Freedom of the Press 2010 - Kenya
|Publication Date||1 October 2010|
|Cite as||Freedom House, Freedom of the Press 2010 - Kenya, 1 October 2010, available at: http://www.refworld.org/docid/4ca5cc5b28.html [accessed 21 December 2014]|
Status: Partly Free
Legal Environment: 21
Political Environment: 19
Economic Environment: 17
Total Score: 57
|Total Score, Status||61,NF||58,PF||59,PF||60,PF||60,PF|
While Kenya's constitution does not explicitly guarantee press freedom, Section 79 protects an individual's right to freedom of expression. Nevertheless, the government routinely restricts this right by broadly interpreting several laws that criminalize press offenses, including the Official Secrets Act and the penal code. Section 77 of the penal code prohibits "exciting disaffection" against any public officer, and the code also allows the responsible government minister to prohibit publications without clearly stating the grounds and procedures for such a ban. Although defamation remains criminalized in Kenyan law, the attorney general declared in a 2005 defamation case that the archaic law would no longer be used to suppress freedom of expression; there were no reports of criminal libel laws being used to threaten journalists in 2009.
In January 2009, amendments to the Communications Act were signed into law. The measures came under attack for upholding a regulation that would allow the home affairs minister to raid media houses and confiscate equipment "in the interest of public safety and tranquillity." The amendments also prescribed heavy fines and jail terms for media offenses, gave the government – particularly the Information and Home Affairs Ministries – authority over broadcast licenses and the production and content of news programs, and allowed it to exert political control over the Communications Commission of Kenya. While authorities argued that the amendments were intended to promote media professionalism, journalists and activists accused the government of trying to restrict press freedom. Following pressure from local media and international donors, in May 2009 President Mwai Kibaki directed the attorney general to revise the law in consultation with all stakeholders, and later that month, the controversial amendments were withdrawn.
Several potentially positive legal reforms have yet to be implemented. For example, the Information Ministry published a draft freedom of information policy and bill in 2007, but it has not been presented in Parliament. The independent Media Council of Kenya continued to operate, but it appeared to be hampered by lack of funds. Because it was chaired by a major media owner during 2009, questions were raised about its credibility. Council members were nominated by media stakeholders and appointed by the Information Ministry.
Extrajudicial attacks on the media by state and nonstate actors remained rare by regional standards. However, a number of journalists were killed, harassed, beaten, or arrested by security forces in 2009. In January, Francis Nyaruri, a journalist with the private Weekly Citizen, was found beheaded after publishing stories on police corruption. Witnesses in the case received death threats, and a lawyer and police officer went into hiding. In July, the Kenyan antiterrorism police unit interrogated editors and a reporter for the Star about the sources of a June article that claimed the unit had lost crucial files related to an accused Al-Qaeda member.

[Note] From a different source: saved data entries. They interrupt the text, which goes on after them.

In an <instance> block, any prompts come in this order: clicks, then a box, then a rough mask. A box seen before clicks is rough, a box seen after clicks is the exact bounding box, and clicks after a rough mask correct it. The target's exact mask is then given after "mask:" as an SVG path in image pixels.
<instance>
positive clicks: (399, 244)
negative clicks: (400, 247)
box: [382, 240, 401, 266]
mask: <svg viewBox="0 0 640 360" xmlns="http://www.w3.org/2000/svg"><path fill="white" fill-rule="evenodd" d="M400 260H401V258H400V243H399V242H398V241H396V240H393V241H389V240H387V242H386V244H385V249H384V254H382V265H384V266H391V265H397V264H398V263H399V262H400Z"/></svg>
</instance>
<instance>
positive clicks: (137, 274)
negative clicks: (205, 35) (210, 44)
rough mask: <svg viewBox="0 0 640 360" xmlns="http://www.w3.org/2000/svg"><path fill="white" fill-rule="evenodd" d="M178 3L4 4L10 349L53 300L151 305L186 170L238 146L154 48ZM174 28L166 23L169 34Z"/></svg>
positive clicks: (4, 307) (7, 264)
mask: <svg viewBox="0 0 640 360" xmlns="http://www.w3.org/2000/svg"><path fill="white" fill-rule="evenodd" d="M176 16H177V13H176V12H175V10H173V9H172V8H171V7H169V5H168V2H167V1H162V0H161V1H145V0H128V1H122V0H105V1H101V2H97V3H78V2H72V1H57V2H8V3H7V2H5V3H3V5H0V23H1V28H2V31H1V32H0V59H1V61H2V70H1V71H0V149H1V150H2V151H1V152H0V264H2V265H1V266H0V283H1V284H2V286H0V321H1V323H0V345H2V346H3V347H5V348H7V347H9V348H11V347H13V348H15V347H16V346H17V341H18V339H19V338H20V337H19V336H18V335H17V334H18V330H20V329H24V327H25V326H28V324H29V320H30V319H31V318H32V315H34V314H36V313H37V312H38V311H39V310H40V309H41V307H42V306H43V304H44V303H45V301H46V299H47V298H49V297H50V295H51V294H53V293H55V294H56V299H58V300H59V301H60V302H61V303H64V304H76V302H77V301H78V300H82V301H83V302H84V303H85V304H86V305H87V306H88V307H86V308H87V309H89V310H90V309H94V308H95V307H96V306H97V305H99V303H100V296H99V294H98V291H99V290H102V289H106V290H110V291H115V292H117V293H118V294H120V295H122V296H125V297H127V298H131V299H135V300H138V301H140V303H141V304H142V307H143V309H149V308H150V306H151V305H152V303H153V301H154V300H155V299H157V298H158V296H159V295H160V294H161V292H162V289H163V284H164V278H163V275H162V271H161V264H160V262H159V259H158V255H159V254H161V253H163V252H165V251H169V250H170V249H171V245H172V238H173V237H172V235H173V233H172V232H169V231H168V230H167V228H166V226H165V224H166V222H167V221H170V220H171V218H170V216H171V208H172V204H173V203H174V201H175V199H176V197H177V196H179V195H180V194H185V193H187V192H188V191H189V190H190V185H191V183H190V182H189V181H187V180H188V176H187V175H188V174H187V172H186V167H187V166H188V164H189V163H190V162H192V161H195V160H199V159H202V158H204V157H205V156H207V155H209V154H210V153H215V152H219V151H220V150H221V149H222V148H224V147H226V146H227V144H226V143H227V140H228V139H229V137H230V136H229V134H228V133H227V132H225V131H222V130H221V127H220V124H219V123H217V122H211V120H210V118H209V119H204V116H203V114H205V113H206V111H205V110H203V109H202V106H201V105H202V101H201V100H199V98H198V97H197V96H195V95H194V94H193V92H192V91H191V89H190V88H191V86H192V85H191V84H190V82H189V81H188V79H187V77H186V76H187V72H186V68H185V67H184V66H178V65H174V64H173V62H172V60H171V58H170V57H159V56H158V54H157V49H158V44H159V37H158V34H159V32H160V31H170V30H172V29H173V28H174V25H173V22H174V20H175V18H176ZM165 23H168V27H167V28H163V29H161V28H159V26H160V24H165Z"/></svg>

A judge rejected police attempts to charge the journalists with contempt of court for jeopardizing a terrorism prosecution, and the police instead sought a court order directing the Star to retract its article and issue an apology. It is unclear if the scheduled October hearing took place. In August, the Nation Media Group (NMG) resisted pressure from the Ethiopian and Kenyan governments to withhold a documentary series on a separatist rebel group in Ethiopia. The series was aired after the company decided it was balanced and accurate.
Kenya's leading media, especially in the print sector, were often critical of politicians and government actions and remained pluralistic, rigorous, and bold in their reporting, although they also frequently pandered to the interests of major advertisers. There are currently five daily newspapers, one business daily, and several regional weekly newspapers that are delivered nationally. In addition, a number of irregularly published independent tabloids are highly critical of the government. Although the number of private broadcast media outlets has risen steadily, the government-controlled Kenya Broadcasting Corporation (KBC) remains dominant outside the major urban centers, and its coverage tends to favor the ruling party. Two private companies, the Standard Media Group and the Nation Media Group, run independent television networks and respected newspapers. There has been a significant expansion of FM radio, particularly ethnic stations, and their call-in shows have fostered increasing public participation as well as commentary that is unfavorable to the government. Unfortunately, many of these vernacular stations were accused of broadcasting ethnic hate speech in the violent wake of the December 2007 elections. The Media Council of Kenya cited the prevalence of politicians who doubled as radio station owners as a contributing factor behind the increased tensions. International news media, including the British Broadcasting Corporation and Radio France Internationale, are widely available in Kenya.
There were no reports that the government restricted internet access in 2009, but the authorities did reportedly monitor the internet during the postelection period in late 2007 and early 2008, as it was used to disseminate both information and hate messages. The share of Kenyans accessing the internet is estimated at about 10 percent, and in recent years there has been a growth in online news publications as well as blogging.